People still have bitter sweet recollections of Fiery Fred, the terror of Falmer Pond. Fred was a swan with a mean streak who took to attacking visitors to his watery domain, chasing after them with a great flapping of wings and snapping at their ankles with his beak.
There were complaints, and the question of what to do to curb the bird’s belligerent character was discussed by the parish council in the early 1970s. Members decided drastic steps would have to be taken before somebody was seriously injured, so it was decreed that Fred should be banished from the village. He was transported to a new, more remote pond near Poynings in West Sussex where he would have fewer opportunities to take out his foul temper on humans. By all accounts Fiery Fred simmered down, raised a family and lived happily ever after. Today’s pond residents are a much tamer bunch: ducks, geese and a collection of seagulls who prefer it to the beach at Brighton.

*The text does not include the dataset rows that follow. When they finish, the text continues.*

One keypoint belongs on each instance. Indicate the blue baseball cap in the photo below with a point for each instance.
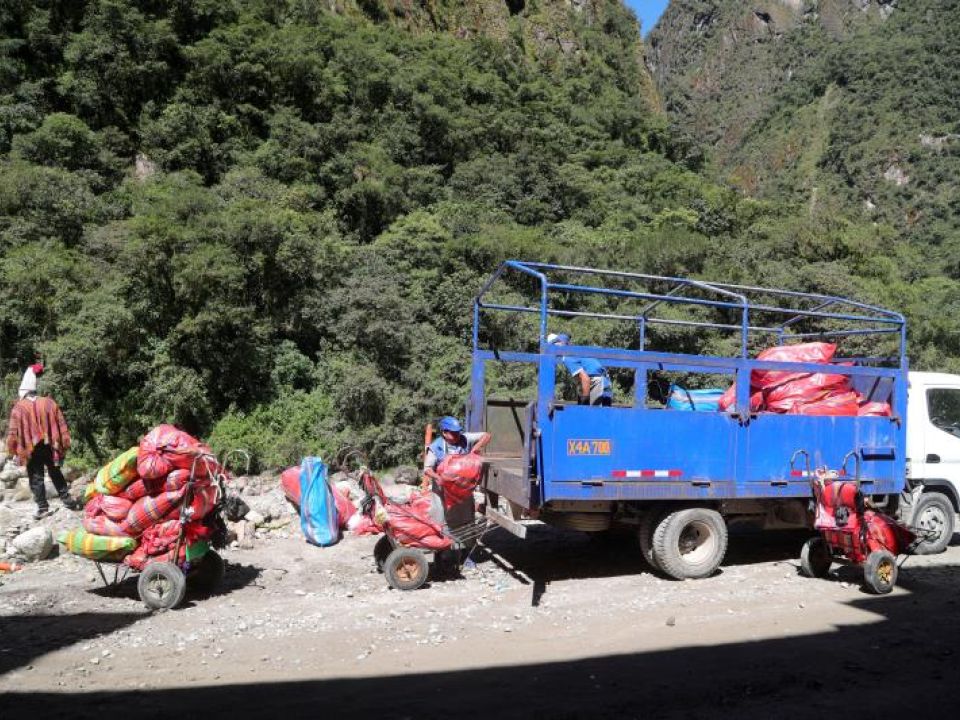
(450, 424)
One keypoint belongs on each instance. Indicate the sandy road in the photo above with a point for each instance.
(577, 629)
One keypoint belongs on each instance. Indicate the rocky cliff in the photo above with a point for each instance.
(844, 104)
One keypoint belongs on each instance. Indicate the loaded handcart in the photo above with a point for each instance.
(158, 513)
(413, 536)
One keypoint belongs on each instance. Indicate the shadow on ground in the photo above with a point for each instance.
(901, 662)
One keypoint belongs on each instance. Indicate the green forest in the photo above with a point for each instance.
(265, 220)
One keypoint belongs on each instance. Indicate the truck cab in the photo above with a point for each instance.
(932, 497)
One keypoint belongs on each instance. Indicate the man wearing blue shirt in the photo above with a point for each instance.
(593, 382)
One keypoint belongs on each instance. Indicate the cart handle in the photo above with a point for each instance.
(856, 465)
(806, 458)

It was the pond, once 16 feet deep and positively dangerous until it was partly filled in, that gave the village its name (though locals are quick to point out that the early origins were Faelmere, not Foul).
War memorials come in all shapes and sizes, but there are not many in the county that come in the form of a horse trough. It now serves as a flower bed and when the inscription stone became badly worn local craftsman Owen Williams sculpted a new one for a rededication service in May 1985.
This is a divided village, not in a social sense but physically. Road widening in the 1970s meant the demolition of six cottages and now the busy A27 cuts right through the community with only a pedestrian bridge to span the chasm. It was not a popular project when work began, but residents have come to terms with progress and will admit that pedestrians are at least safer now than they were in the old days.
Rapid change has become a way of life here, the road widening being preceded by the construction of Brighton Polytechnic and Sussex University on Falmer’s doorstep.
The journalist Godfrey Winn, who had a regular column in the Daily Mirror for many years, lived in the Mill House. It was more than just a bolt-hole in the country to him; he took an active part in community life, and one particular fete he organised to raise money for the church is still talked about. He died here in 1971.